Gluent Data Platform Environment File Creation

Introduction

Gluent Data Platform uses an environment file named offload.env located in the $OFFLOAD_HOME/conf directory. The Gluent Data Platform environment file contains configuration key-value pairs that allow Gluent Data Platform components to interact with both the Oracle Database and backend system.

The Gluent Data Platform environment file is initially populated during installation and subsequently modified during upgrade or when environmental changes occur.

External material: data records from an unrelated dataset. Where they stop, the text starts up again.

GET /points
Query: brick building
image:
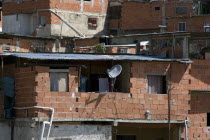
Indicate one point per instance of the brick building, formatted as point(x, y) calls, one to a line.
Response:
point(55, 17)
point(133, 17)
point(165, 96)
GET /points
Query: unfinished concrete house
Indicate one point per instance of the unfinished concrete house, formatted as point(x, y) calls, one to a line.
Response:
point(76, 96)
point(61, 18)
point(133, 17)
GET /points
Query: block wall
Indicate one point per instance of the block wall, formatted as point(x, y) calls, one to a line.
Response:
point(181, 79)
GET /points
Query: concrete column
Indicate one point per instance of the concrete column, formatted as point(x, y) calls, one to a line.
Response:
point(185, 48)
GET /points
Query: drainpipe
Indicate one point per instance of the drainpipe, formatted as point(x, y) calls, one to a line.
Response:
point(186, 122)
point(2, 75)
point(163, 28)
point(45, 122)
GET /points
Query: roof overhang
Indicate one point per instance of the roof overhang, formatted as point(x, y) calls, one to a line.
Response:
point(90, 57)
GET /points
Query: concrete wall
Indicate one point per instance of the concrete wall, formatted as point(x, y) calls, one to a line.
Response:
point(29, 131)
point(5, 130)
point(80, 22)
point(81, 132)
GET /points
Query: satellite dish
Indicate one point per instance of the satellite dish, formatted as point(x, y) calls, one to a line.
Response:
point(114, 71)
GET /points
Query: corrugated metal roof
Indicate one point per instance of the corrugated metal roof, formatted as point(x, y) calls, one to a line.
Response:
point(88, 57)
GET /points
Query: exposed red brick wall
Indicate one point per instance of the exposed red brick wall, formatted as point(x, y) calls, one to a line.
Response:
point(146, 17)
point(142, 15)
point(8, 71)
point(24, 90)
point(193, 24)
point(181, 77)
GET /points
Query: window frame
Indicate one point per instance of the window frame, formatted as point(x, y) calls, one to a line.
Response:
point(205, 26)
point(60, 71)
point(186, 8)
point(164, 91)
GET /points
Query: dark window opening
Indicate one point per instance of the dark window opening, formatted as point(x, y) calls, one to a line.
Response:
point(92, 22)
point(115, 12)
point(157, 84)
point(59, 80)
point(208, 119)
point(205, 8)
point(126, 137)
point(181, 10)
point(207, 27)
point(113, 32)
point(182, 27)
point(157, 8)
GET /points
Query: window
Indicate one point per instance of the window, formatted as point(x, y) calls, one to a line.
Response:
point(59, 80)
point(207, 27)
point(181, 26)
point(157, 8)
point(208, 119)
point(92, 22)
point(115, 12)
point(120, 50)
point(181, 10)
point(157, 84)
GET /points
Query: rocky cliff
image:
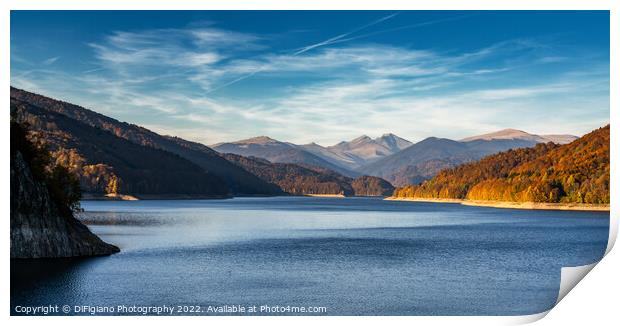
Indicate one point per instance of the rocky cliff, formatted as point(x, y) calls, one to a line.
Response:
point(38, 229)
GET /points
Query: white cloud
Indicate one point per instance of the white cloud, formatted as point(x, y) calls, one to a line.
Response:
point(169, 79)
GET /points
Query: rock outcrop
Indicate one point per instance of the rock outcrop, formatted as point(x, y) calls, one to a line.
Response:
point(38, 229)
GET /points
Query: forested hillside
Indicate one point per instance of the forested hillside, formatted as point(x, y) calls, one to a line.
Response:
point(577, 172)
point(239, 181)
point(106, 164)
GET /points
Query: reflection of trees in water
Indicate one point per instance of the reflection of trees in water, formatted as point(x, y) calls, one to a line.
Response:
point(33, 281)
point(122, 218)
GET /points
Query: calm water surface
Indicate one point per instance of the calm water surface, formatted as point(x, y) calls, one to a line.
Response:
point(353, 256)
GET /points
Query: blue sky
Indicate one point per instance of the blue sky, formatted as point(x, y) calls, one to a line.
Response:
point(322, 76)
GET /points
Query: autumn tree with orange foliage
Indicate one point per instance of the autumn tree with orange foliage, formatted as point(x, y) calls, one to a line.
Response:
point(573, 173)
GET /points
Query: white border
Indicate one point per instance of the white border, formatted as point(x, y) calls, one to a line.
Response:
point(594, 299)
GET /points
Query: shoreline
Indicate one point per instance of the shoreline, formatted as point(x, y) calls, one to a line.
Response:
point(511, 205)
point(122, 197)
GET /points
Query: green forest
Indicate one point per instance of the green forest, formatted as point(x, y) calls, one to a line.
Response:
point(577, 172)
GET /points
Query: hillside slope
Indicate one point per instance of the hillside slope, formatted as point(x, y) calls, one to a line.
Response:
point(109, 164)
point(426, 158)
point(577, 172)
point(238, 180)
point(42, 225)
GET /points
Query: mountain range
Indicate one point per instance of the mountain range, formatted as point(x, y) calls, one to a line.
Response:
point(390, 157)
point(110, 157)
point(108, 154)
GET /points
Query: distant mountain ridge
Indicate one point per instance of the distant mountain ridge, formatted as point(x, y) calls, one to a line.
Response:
point(298, 179)
point(278, 152)
point(522, 135)
point(390, 157)
point(109, 164)
point(362, 150)
point(238, 180)
point(344, 157)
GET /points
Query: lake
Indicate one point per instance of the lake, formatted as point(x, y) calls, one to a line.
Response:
point(333, 256)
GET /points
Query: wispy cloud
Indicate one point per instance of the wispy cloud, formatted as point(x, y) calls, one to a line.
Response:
point(50, 61)
point(326, 91)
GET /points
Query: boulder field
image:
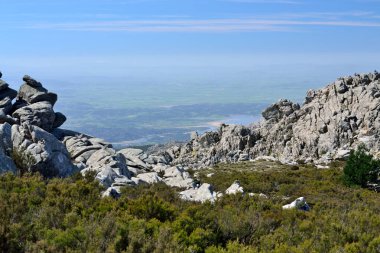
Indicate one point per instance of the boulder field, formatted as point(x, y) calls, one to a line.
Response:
point(329, 123)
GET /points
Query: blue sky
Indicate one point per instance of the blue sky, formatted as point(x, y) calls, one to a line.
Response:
point(110, 37)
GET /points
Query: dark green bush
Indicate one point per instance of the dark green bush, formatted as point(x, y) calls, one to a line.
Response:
point(361, 168)
point(69, 215)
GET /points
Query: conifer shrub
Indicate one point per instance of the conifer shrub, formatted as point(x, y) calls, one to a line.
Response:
point(361, 168)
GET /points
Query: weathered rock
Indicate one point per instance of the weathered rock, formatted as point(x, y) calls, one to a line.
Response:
point(299, 203)
point(337, 117)
point(202, 194)
point(59, 120)
point(40, 114)
point(176, 176)
point(6, 163)
point(3, 85)
point(6, 138)
point(41, 151)
point(133, 156)
point(31, 82)
point(150, 178)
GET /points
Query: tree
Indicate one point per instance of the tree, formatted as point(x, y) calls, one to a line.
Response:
point(360, 168)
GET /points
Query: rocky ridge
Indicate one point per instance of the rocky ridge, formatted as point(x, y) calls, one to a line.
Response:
point(331, 121)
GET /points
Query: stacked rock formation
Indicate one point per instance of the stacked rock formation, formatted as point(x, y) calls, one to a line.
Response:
point(6, 96)
point(34, 106)
point(330, 123)
point(31, 140)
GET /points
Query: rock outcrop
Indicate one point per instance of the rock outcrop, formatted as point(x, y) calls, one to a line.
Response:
point(330, 123)
point(34, 106)
point(300, 203)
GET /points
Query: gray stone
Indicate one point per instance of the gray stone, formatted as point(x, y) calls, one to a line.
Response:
point(59, 120)
point(49, 156)
point(343, 113)
point(3, 85)
point(31, 82)
point(40, 114)
point(150, 178)
point(202, 194)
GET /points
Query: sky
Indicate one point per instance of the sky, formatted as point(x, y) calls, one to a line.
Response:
point(113, 37)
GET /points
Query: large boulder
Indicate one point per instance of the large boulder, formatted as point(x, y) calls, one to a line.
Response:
point(6, 96)
point(299, 203)
point(338, 117)
point(32, 92)
point(39, 151)
point(202, 194)
point(34, 106)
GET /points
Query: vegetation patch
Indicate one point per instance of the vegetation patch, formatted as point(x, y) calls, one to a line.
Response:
point(69, 215)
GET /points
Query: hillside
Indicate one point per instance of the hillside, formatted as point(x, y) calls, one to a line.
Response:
point(69, 215)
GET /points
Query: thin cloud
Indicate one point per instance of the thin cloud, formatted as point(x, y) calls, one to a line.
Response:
point(202, 25)
point(264, 1)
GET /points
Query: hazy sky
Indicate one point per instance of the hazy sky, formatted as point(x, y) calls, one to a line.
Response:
point(111, 37)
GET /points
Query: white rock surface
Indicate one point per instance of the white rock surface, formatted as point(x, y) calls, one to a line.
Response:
point(202, 194)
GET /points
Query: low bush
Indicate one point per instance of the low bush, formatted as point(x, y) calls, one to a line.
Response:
point(69, 215)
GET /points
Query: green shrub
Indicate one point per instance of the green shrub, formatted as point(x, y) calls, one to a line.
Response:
point(23, 160)
point(360, 168)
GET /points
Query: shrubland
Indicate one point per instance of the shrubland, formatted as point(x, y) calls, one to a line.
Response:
point(69, 215)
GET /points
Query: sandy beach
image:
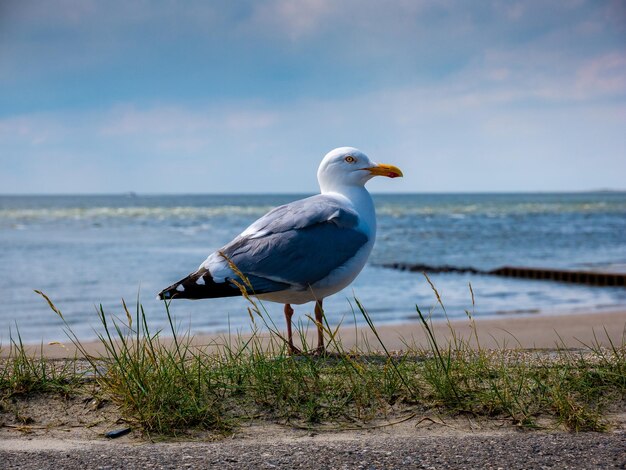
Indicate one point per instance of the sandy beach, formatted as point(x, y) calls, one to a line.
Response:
point(70, 433)
point(540, 331)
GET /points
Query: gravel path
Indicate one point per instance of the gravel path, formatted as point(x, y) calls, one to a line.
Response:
point(509, 451)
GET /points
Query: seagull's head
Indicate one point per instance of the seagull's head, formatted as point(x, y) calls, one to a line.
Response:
point(347, 166)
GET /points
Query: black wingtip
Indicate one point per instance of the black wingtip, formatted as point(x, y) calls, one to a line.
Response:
point(199, 285)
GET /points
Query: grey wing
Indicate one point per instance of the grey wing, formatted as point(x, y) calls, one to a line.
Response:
point(299, 243)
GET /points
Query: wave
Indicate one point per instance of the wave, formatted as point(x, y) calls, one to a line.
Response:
point(157, 213)
point(391, 210)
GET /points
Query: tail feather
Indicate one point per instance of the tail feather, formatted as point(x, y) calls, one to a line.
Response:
point(199, 285)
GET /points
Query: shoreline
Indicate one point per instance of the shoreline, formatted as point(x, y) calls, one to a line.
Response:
point(540, 331)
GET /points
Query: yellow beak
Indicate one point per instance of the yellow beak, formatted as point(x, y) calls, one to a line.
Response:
point(385, 170)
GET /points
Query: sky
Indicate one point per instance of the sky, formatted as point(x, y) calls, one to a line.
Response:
point(247, 97)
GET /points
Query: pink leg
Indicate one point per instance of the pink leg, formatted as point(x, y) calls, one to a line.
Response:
point(320, 331)
point(288, 315)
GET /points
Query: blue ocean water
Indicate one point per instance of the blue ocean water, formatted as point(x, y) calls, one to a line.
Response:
point(83, 251)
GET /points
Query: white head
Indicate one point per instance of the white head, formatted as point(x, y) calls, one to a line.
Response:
point(347, 166)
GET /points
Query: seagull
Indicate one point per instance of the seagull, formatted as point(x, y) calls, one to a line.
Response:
point(300, 252)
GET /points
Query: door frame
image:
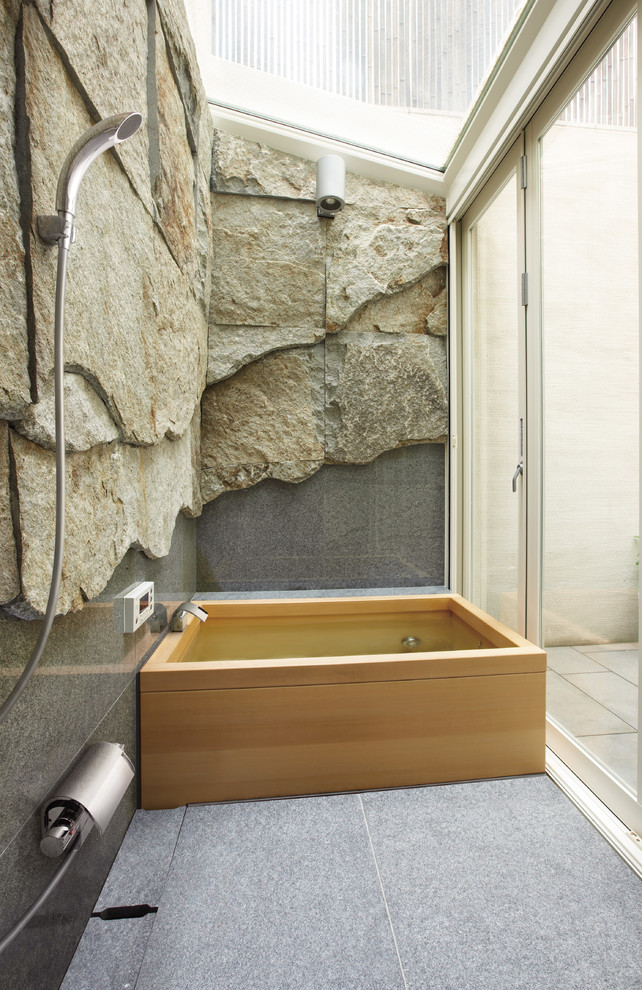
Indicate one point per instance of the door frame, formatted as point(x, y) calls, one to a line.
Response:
point(509, 167)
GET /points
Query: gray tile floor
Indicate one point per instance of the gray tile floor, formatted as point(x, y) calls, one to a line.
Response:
point(490, 885)
point(592, 693)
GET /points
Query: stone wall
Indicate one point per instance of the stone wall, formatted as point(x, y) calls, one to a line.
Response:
point(327, 338)
point(135, 353)
point(138, 290)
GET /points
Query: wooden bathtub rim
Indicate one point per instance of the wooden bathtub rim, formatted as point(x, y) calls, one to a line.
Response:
point(512, 654)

The steps required for the creation of the Gluent Data Platform environment file are as follows:

Step

Necessity

Details

Step 1

Mandatory

Copy the environment file template

Step 2

Mandatory

Configure Oracle parameters

Step 3

Mandatory

Configure Backend parameters

Step 4

Optional

Propagate environment file to remaining Oracle RAC nodes (if Gluent Data Platform is installed on those nodes)

Note

Gluent Data Platform is highly configurable and there are a number of other options that may be appropriate for an environment. For assistance please contact Gluent Support.

Templates

Template environment files are included with Gluent Data Platform. The template is the starting point for the creation of the offload.env file. The template required depends on the source and backend combination outlined in the table below.

Source

Backend

Details

Oracle

Cloudera Data Hub

oracle-hadoop-offload.env.template

Oracle

Cloudera Data Platform

oracle-hadoop-offload.env.template

Oracle

Google BigQuery

oracle-bigquery-offload.env.template

Oracle

Snowflake

oracle-snowflake-offload.env.template

On the Oracle Database server navigate to the $OFFLOAD_HOME/conf directory and copy the correct environment file template, for example:

$ cd $OFFLOAD_HOME/conf/
$ cp oracle-hadoop-offload.env.template offload.env

Oracle

Open offload.env in a text editor.

Note

When offload.env is copied to the server from an external source then be mindful of potential conversion from UNIX to DOS/MAC file format. A file in DOS/MAC format will cause errors such as syntax error: unexpected end of file. In these cases the dos2unix command will resolve the issue.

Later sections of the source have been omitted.